Auch die Zielsetzung der KfzHV wird durch die von der Beklagten gebildeten Formel vorliegend nicht erreicht. Die Zielsetzung der KfzHV war die Harmonisierung der Kraftfahrzeughilfe zur beruflichen Rehabilitation. Erfasst sind die von dem Rehabilitations-Angleichungsgesetz erfassten Träger der beruflichen Rehabilitation (gesetzliche Unfallversicherung, gesetzliche Rentenversicherung, Bundesanstalt für Arbeit, Kriegsopferfürsorge) sowie die Träger der begleitenden Hilfen im Arbeits- und Berufsleben nach dem Schwerbehindertengesetz (Bundesrat Drucksache 266/87 vom 19.06.1987, S. 1). Die Bundesanstalt für Arbeit unterstellte ohne nähere Prüfung, dass ein Unterhaltsbedarf des Familienangehörigen besteht, wenn dessen Einkünfte die Regelsätze für Alleinstehende nach den §§ 22 bis 24 BSHG, ggf. zzgl. anteiliger Mietkosten, nicht übersteigen (Götz, Die Kraftfahrzeughilfe in der Praxis der Rentenversicherungsträger in: Mitteilungen der Landesversicherungsanstalt Oberfranken und Mittelfranken Nr. 1/1989, 1, 9). Sie geht weiterhin von einem Unterhaltsbedarf des Angehörigen ohne nähere Prüfung aus, wenn die Einkünfte des Familienangehörigen die Regelsätze für Alleinstehende nach dem SGB XII, ggf. zzgl. anteiliger Mietkosten, nicht überschreiten (vgl. Kador in: Nomos Kommentar, Sozialgesetzbuch III, Arbeitsförderung, nach §§ 117 - 129, Rdn. 27, 5. Aufl. 2013).

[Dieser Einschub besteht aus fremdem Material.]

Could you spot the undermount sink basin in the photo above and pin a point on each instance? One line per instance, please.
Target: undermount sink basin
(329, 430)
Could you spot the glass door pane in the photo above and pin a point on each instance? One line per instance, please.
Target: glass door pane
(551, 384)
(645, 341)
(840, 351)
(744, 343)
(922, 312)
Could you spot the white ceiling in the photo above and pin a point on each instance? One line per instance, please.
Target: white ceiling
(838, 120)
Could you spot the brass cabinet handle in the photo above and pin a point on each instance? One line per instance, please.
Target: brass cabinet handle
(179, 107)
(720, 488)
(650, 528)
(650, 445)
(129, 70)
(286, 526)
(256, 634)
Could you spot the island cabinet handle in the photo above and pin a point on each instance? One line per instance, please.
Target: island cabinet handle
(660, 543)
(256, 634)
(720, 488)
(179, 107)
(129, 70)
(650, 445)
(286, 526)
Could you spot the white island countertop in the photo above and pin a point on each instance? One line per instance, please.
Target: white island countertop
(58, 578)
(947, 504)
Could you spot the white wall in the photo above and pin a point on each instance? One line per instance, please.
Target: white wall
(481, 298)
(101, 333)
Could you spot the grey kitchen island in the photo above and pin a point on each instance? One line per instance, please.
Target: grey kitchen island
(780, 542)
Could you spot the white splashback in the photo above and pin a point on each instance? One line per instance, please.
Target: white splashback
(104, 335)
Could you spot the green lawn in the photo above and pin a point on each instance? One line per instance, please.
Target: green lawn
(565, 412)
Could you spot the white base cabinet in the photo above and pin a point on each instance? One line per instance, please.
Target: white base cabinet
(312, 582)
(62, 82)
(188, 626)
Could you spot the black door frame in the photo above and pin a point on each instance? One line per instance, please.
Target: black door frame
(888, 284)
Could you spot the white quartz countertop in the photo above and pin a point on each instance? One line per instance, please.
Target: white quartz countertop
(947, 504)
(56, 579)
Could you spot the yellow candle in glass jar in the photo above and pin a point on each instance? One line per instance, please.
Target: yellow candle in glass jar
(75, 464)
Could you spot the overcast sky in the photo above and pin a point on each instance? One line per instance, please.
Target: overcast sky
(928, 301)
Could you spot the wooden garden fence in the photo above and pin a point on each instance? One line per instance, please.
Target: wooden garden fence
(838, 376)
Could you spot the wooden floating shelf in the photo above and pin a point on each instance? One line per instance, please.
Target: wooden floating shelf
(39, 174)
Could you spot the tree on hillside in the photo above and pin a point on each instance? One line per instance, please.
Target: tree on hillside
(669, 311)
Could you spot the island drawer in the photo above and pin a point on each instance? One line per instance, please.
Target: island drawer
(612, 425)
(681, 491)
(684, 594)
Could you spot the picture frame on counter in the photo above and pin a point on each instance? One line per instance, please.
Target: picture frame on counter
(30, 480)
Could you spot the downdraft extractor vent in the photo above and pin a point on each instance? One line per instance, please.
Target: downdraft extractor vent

Zur Verdeutlichung, dass es vorliegend an jedem Anhalt für die Annahme fehlt, eine Unterhaltsleistung durch die Klägerin läge nicht vor, wird auf das Einkommen der Klägerin und die Düsseldorfer Tabelle für das Jahr 2011 als Richtlinie Bezug genommen. Das Nettoeinkommen der Klägerin betrug im Februar 2011, auf den hier abzustellen war (vgl. Verhörst in: GK - SGB VI, Gemeinschaftskommentar zum Sozialgesetzbuch - Gesetzliche Rentenversicherung, § 16 Anhang I, Rdn. 98, April 2012), 1.361,44 €. Wie aus der Düsseldorfer Tabelle für das Jahr 2011 hervorgeht, war der Selbstbehalt gegenüber minderjährigen unverheirateten Kindern und gegenüber volljährigen unverheirateten Kindern bis zur Vollendung des 21. Lebensjahres, die im Haushalt der Eltern oder eines Elternteils leben und sich in der allgemeinbildenden Schulbildung befinden, beim nicht erwerbstätigen Unterhaltspflichtigen monatlich 770,00 € und beim erwerbstätigen Unterhaltspflichtigen monatlich 950,00 €. Hierin sind bis 360,00 € für Unterkunft einschließlich umlagefähiger Nebenkosten und Heizung (Warmmiete) enthalten. Der angemessene Eigenbedarf insbesondere gegenüber anderen volljährigen Kindern beträgt in der Regel mindestens monatlich 1.150,00 €. Darin ist eine Warmmiete bis zu 450,00 € enthalten. Gemessen an den zuvor genannten Grundsätzen verdeutlicht dies, dass, addiert man die Beträge, die in oben dargestelltem Zusammenhang als angemessener Eigenbedarf bzw. Selbstbehalt, angesehen werden, mit 25 v.H. des Regelsatzes der Sozialhilfe ohne Kosten der Unterkunft im Jahre 2011, 91,00 €, die Klägerin ihren Sohn von ihrem Einkommen unterhält.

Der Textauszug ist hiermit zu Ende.